This by and large favorable reception of citizen-driven data crowdsourcing constitutes one of several defining moments in Safecast’s international trajectory, as the network gained wider policy recognition in affairs of radiological protection and nuclear safety alongside formal experts and authorities.

Other international exchanges deserve notice here, including a joint ICTP (International Centre for Theoretical Physics)-IAEA workshop with Safecast volunteers held in March 2017 in Trieste (Italy), in which workshop participants (decision-makers, scientists, technologists, and journalists) constructed, tested, and used Safecast’s bGeigies. As recounted to us by a former IAEA representative, the IAEA organized these exchanges primarily for educational purposes, with the aim of “teaching about basic instrumentation,” such as open-source hardware, software tools, and geographical information system maps.

The IAEA’s bearing towards Safecast—perhaps best described as receptive but cautious—contrasts starkly with the dismissive responses of citizen-driven radiation monitoring, as voiced by the Japanese central government and the Japan Atomic Energy Agency (Kenens et al. 2020), and appears more in sync with the unfolding relationships between Safecast and a range of local and regional institutions inside Japan. The latter includes a collaboration in 2013 with Kōriyama City (one of the largest cities in the Fukushima Prefecture) and the Kōriyama branch of Japan Post designed to measure radiation levels across the city, among others. Four years later, TEPCO invited Safecast members to bring bGeigies inside the Fukushima Daiichi nuclear power plant, which is remarkable given Safecast’s harsh criticism of how the power company handled the Fukushima Daiichi crisis (the_Stig 2012).

Safecast’s growing recognition from international and some domestic institutions coincides with increasing media exposure. In past years, both international media (e.g., the Economist, British Broadcasting Corporation (BBC), and the Los Angeles Times) and domestic media (e.g., Asahi Shimbun, Fukushima Minyu, and Japan’s public broadcasting agency NHK) have reported on Safecast’s data and data practices (e.g., Abe 2019). Furthermore, Safecast members have published a scholarly journal article for the radiological research community, entitled “Safecast: successful citizen-science for radiation measurement and communication after Fukushima,” in the Journal of Radiological Protection.

Today, Safecast frequently holds information sessions for schools, companies, and community groups (including local citizen radiation monitoring groups), and continues to engage with various types of data production practices in Japan and other countries. At present, Safecast members are developing tools to measure air pollution with a particular focus on particulate matter (PM2.5) and collecting various kinds of data on Covid-19. The network’s activities have thus been expanded to include other environmental and public health concerns.

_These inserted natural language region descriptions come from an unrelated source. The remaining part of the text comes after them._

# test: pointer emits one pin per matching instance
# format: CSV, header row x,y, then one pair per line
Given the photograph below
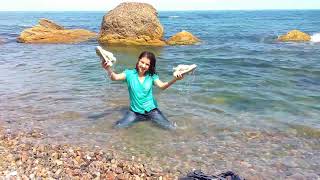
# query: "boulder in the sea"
x,y
183,38
49,32
132,23
295,35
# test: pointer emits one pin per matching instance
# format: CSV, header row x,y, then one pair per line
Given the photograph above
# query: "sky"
x,y
160,5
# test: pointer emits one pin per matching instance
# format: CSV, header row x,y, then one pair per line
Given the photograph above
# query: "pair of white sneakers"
x,y
109,58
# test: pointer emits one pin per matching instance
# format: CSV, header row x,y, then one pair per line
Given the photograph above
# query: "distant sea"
x,y
253,104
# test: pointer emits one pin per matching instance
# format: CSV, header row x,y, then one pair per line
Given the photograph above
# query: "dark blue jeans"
x,y
154,115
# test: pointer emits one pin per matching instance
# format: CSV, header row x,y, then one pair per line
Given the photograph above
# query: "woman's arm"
x,y
165,85
113,76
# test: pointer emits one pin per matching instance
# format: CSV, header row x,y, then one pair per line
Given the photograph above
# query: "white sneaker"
x,y
184,69
105,55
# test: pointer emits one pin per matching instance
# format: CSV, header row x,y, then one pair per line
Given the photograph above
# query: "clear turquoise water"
x,y
250,92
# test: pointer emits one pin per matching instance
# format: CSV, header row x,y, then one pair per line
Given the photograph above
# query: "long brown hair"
x,y
152,68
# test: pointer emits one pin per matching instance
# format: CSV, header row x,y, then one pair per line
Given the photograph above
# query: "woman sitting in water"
x,y
140,80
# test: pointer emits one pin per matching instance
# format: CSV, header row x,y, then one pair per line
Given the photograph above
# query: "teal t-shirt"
x,y
141,97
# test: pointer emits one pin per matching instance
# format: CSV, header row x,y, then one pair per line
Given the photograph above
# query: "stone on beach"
x,y
132,24
22,158
295,35
183,38
49,32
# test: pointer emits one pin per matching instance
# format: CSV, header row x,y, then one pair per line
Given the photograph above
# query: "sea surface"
x,y
252,105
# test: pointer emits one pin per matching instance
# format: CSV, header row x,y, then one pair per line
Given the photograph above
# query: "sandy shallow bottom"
x,y
250,153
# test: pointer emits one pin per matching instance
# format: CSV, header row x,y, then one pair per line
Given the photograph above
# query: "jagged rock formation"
x,y
132,24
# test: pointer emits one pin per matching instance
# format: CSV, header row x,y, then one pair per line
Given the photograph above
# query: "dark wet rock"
x,y
295,35
132,24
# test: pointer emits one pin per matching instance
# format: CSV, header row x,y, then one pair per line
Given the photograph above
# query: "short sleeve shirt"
x,y
141,97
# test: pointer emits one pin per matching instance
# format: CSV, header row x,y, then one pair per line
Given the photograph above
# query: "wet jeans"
x,y
154,115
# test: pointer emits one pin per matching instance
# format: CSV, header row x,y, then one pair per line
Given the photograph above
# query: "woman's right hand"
x,y
105,64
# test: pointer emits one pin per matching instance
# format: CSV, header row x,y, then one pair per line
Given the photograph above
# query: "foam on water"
x,y
315,37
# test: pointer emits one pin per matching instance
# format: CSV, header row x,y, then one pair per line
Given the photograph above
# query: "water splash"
x,y
315,37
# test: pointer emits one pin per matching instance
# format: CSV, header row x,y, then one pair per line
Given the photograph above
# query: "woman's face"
x,y
143,65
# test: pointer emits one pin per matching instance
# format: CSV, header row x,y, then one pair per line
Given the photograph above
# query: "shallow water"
x,y
251,106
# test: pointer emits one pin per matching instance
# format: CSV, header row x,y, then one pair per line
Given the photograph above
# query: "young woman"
x,y
140,81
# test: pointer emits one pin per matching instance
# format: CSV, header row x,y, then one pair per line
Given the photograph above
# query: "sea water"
x,y
252,105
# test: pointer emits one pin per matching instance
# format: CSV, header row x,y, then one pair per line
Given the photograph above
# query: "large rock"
x,y
295,35
132,24
183,38
49,32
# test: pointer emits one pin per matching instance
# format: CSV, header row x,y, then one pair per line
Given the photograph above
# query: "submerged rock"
x,y
183,38
295,35
132,24
49,32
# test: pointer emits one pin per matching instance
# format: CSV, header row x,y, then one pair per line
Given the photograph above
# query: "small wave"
x,y
315,37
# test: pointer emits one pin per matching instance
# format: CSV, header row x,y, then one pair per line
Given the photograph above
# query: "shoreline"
x,y
22,158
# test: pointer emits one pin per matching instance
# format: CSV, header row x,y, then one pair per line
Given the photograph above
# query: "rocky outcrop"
x,y
49,32
295,35
183,38
132,24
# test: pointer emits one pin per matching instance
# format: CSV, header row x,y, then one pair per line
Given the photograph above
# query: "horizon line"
x,y
162,10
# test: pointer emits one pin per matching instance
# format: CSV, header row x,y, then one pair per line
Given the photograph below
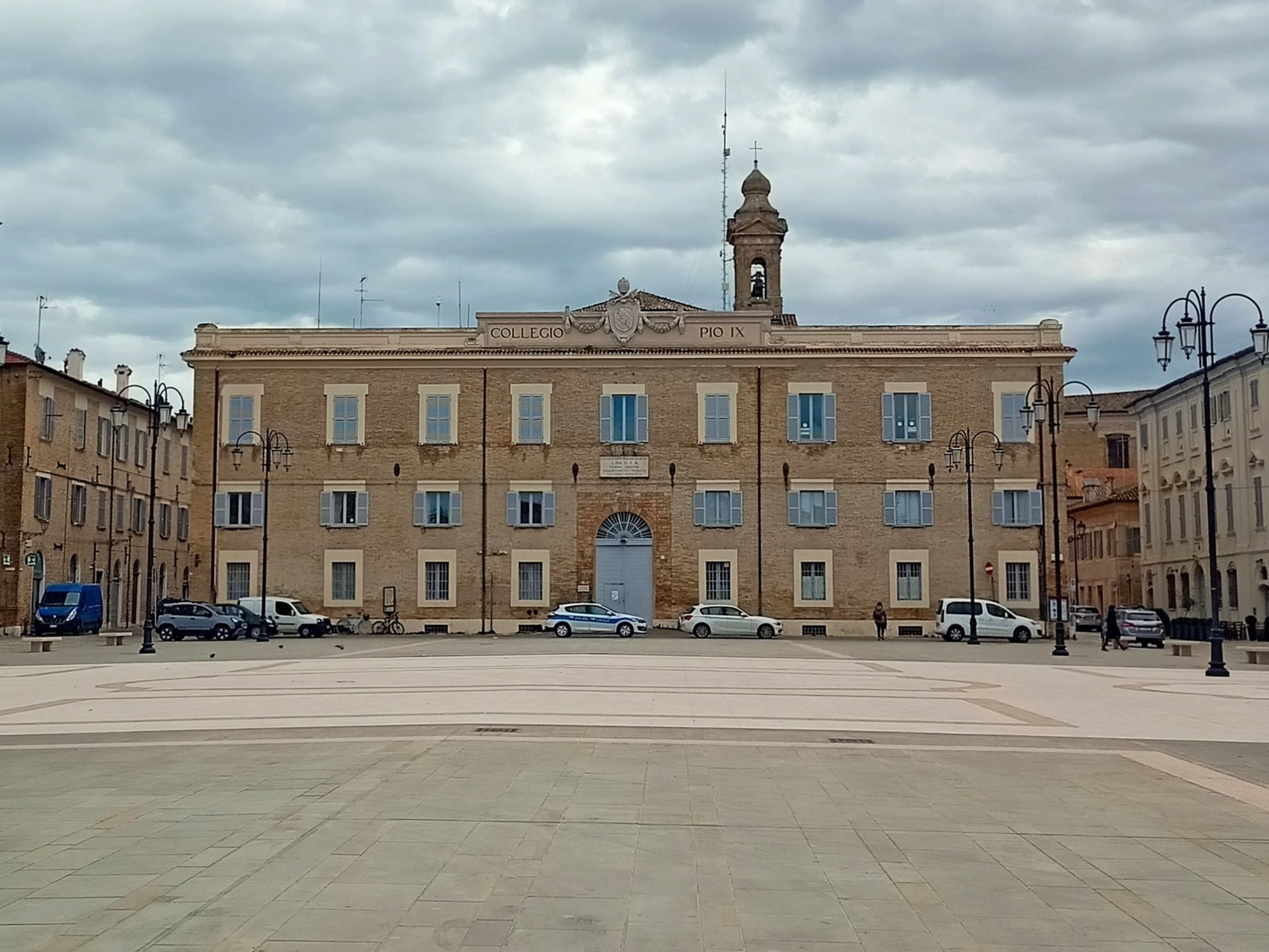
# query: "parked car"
x,y
1087,618
995,621
588,618
1140,625
291,616
69,608
254,622
704,621
205,622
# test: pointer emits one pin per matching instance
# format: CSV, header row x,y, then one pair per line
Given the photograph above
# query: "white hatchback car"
x,y
704,621
995,621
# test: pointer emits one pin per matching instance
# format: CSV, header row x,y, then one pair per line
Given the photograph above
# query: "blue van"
x,y
69,608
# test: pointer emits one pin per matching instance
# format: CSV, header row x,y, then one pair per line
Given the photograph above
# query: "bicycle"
x,y
389,626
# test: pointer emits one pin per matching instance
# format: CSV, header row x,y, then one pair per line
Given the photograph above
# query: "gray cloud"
x,y
166,164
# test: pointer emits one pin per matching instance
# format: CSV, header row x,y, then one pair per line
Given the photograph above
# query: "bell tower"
x,y
757,232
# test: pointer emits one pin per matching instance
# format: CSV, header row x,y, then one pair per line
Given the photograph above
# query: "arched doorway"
x,y
624,565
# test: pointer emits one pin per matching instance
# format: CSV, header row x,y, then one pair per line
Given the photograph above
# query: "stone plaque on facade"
x,y
622,467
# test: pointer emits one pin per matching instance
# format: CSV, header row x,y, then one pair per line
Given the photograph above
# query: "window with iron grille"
x,y
529,582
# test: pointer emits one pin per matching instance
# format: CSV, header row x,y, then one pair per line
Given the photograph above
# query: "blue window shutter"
x,y
606,419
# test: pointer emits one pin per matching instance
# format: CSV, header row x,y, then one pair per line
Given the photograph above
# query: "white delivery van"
x,y
291,616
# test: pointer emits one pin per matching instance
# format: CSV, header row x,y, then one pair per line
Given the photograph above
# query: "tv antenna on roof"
x,y
360,306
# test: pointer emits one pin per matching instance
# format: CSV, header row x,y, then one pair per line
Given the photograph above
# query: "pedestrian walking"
x,y
1111,631
880,621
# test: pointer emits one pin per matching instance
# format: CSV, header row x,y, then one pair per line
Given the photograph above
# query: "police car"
x,y
586,618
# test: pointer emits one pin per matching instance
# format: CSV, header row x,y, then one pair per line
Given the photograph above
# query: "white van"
x,y
995,621
291,617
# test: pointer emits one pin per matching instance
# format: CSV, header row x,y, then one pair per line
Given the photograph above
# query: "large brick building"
x,y
74,490
638,452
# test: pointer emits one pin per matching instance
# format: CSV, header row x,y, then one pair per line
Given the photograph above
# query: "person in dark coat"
x,y
1111,631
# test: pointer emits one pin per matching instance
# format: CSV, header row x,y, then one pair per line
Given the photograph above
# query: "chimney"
x,y
75,364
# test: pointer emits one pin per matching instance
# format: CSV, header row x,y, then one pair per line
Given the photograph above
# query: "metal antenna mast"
x,y
360,306
726,155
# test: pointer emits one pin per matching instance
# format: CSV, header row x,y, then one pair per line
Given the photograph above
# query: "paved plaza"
x,y
651,795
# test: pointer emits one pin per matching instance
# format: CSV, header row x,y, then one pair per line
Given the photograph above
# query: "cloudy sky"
x,y
164,164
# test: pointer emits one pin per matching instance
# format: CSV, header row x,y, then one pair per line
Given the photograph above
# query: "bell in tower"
x,y
757,232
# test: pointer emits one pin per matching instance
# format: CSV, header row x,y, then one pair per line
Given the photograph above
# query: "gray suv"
x,y
205,622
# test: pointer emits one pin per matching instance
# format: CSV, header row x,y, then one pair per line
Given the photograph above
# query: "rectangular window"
x,y
909,583
49,423
814,582
79,504
241,417
435,582
531,415
816,508
717,508
1012,430
909,508
437,419
238,581
718,582
1017,508
44,498
343,582
717,418
529,582
344,421
1018,582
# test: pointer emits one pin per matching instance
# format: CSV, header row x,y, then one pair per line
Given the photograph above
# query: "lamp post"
x,y
276,452
160,417
1199,334
1049,403
961,451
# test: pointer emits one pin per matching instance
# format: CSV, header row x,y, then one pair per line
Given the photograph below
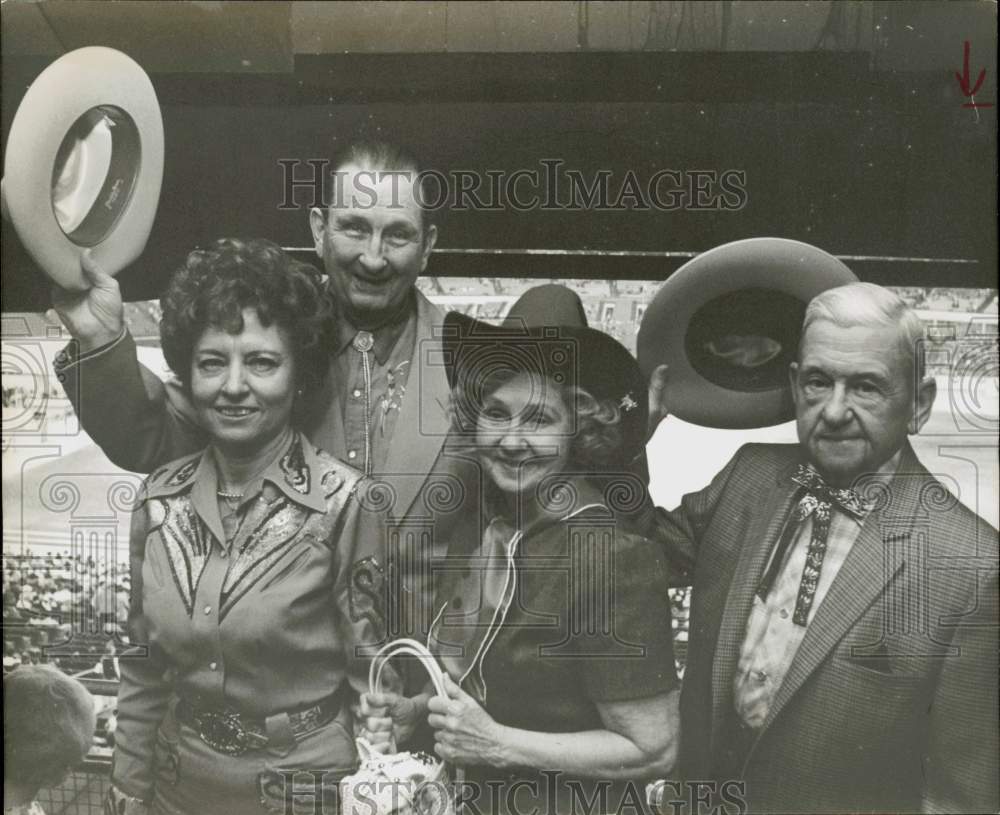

CuriousNoses—Flanders, Belgium

The roots of the CuriousNoses are found in Antwerp, one of the biggest and most densely populated Belgian cities, which is also among the most congested and traffic-polluted in Europe. In 2014, local community groups, including Ringland Academy (a think tank within the broader Ringland citizen movement) and the citizen movement Ademloos (which translates as “out of breath” or “gasping for air”), pooled resources with academics in a concerted effort to improve mobility, quality of life, and environmental sustainability in and around the city. Unlike other protest movements, these groups advanced a new municipal vision of Antwerp, including a “capping” of the traffic-packed ring road, with parts of the highway to be moved underground in a tunnel. Although controversial, the proposal gradually achieved buy-in at the policy level, as citizens and other stakeholders (e.g., city administrators) joined these movements’ cause for sustainable urban renewal.

CuriousNoses (based on a wordplay in Dutch, “nosing around”) sprung from this early grassroots mobilization as a first-of-its-kind citizen science project on air quality (Van Brussel and Huyse 2018). After an initial measurement campaign in 2016 in the city of Antwerp with 2,000 citizens, project initiators and volunteer professionals (scientists, urban planners, and communication specialists, among others), launched a second campaign in 2018, this time involving 20,000 citizens across the whole of Flanders, again with the aims of reliably mapping air pollution, estimating the effects of exposure of air pollution on public health, and providing evidence-based health and environmental recommendations to policymakers. To maximize societal impact, the organizers invited citizens to measure nitrogen dioxide (NO₂) levels in their street for the duration of one month (May 2018). Despite charging participants €10 for their testing kits, organizers faced an overwhelming public response and even had to turn down requests to participate unexpectedly. Selected participants were instructed to attach two Palmes diffusion tubes to a V-shaped placard with the CuriousNoses logo outside their home, as a means of standardizing the measurements and maximizing the campaign’s public visibility. As organizers recurrently emphasized, all collected data would be quality controlled and calibrated with NO₂ measurements collected at official reference monitoring stations operated by the Flanders Environment Agency (VMM), after which the data would be made publicly available. As in other community-led air projects, the data would also be used to validate and improve existing measurement methods and models, rendering such data ever more “powerful” (Haklay and Eleta 2019, p. 574).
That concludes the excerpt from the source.